Several attempts to suppress these agitation by force only yielded more violent reactions from emerging groups. People thought that with the killing of Adaka Isaac Boro, violent agitation will stop in the Niger Delta and then came Ken Saro Wiwa and now they have metamorphosed into various slinter groups. Have we learnt our lessons? It appears that we are threading the same path all over again, with Operation Python Dance 11 and other reactions from the government. Once people know their rights, there is no way they can be suppressed.
The indigenous groups in Nigeria have become conscious of the injustice the Nigerian state has been meting out to them and it will only take justice to appease them. The society that toes the path of justice enjoys peace and sustainable development. That is why Switzerland remains the way it is, whether in times of war and in times of peace. Less we forget, Switzerland is not a one language/ethnic nation. So, the oppression is through religion or ethnicity, it is only a postponement of the day of reckoning for the descendants of those in power today, that is, if they die before justice is served. It is a wicked world that we live in.
Now our oil firms have decided to end gas flaring. PM news of 12th September reports that “Oil Firms Pledges To End Practice In 2019”. The question is; what have they been waiting for all these years? Now that the world is moving from petrol/diesel mechanisation, they have decided to end gas flaring, something that we have been begging them to do for decades, that they will not dare to practice in their home countries. We have enabled them to indulge recklessly, with successive corrupt governments giving them a helping hand. Lives, properties and means of livelihood have been destroyed. Yet, enlightened and educated individuals now condemn ethnic agitations. Governor El-Rufai now prays that “gas should finish in Nigeria”, after oil and gas resources were to develop Abuja and other areas in the north, with him as a very key beneficiary; pumping oil money for rehabilitation programmes in the north, for a destruction which was caused by the northerners themselves. You now say gas supply should end in Nigeria, that is the selfishness of the Nigerian leader. They have been pumping money into agriculture – mainly in the north, without regards for the post oil survival of the oil producing communities. What does that do for justice?

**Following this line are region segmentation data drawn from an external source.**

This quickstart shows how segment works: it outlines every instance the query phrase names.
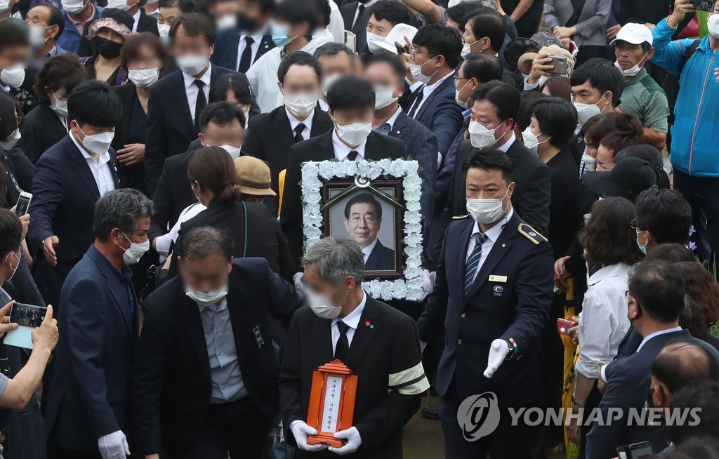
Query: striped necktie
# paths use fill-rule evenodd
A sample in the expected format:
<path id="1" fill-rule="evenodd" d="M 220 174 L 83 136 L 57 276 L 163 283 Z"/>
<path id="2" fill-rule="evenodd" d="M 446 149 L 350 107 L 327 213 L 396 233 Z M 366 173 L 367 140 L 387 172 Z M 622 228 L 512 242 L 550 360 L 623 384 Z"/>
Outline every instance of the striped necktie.
<path id="1" fill-rule="evenodd" d="M 475 248 L 472 249 L 467 263 L 464 265 L 464 292 L 470 290 L 475 282 L 477 270 L 479 269 L 480 260 L 482 259 L 482 243 L 487 240 L 487 236 L 481 233 L 475 234 Z"/>

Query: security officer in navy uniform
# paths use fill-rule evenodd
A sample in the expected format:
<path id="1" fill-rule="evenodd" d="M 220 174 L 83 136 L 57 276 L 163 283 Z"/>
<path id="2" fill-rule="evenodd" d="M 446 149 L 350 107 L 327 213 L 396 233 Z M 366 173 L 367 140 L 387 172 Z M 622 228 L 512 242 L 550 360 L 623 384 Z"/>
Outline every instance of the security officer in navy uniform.
<path id="1" fill-rule="evenodd" d="M 447 228 L 417 323 L 425 343 L 446 328 L 436 377 L 446 458 L 544 458 L 542 425 L 526 425 L 523 413 L 513 426 L 508 408 L 544 406 L 541 338 L 552 298 L 552 249 L 512 209 L 513 167 L 505 153 L 480 149 L 464 170 L 470 215 Z M 494 395 L 462 404 L 485 392 Z"/>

That is why the call for restructuring is very urgent now. It must be done as soon as possible and must be done in such a way that will correct all past injustices; from government against the people, majorities against the minorities and the dominant religion against the others. Everyone must have the freedom to decide how he is to be governed and have a say on how the resources in his land are to allocated, the cultures of ethnic groups must be respected.
Justice requires that every single ethnic group in this country must be recognised and acknowledged, no matter their population or geographical space. That is the United Nations standard, that is why Cape Verde is a duly recognised country, with same vote as Nigeria, though they have a population of less than one million. Justice demand that we adopt the UN standard in our restructuring process, allow every ethnic group to decide where they want to belong. It is not a matter of Biafra or Oduduwa.
We must agree on the basis of our unity and if there is disagreement, the manner of settlement must be established. Nigeria consist of a group of multiple nationalities, they must decide how to bring their individual resources into the commonwealth and how it should be appropriated. Every part of Nigeria is viable, oil money only made people lazy and those in power used their positions to deprive legitimate groups of their deserved share. Justice demands that the continuous survival of Nigeria as a nation is negotiable and not be done by force. Those that have tried it in the past are learning otherwise – Ireland, Spain, USSR and others. If we want peace for the generations of Nigerians yet unborn, we must resolve the injustices of the past now and the way forward is to discuss and implement the solutions to our unity as a nation.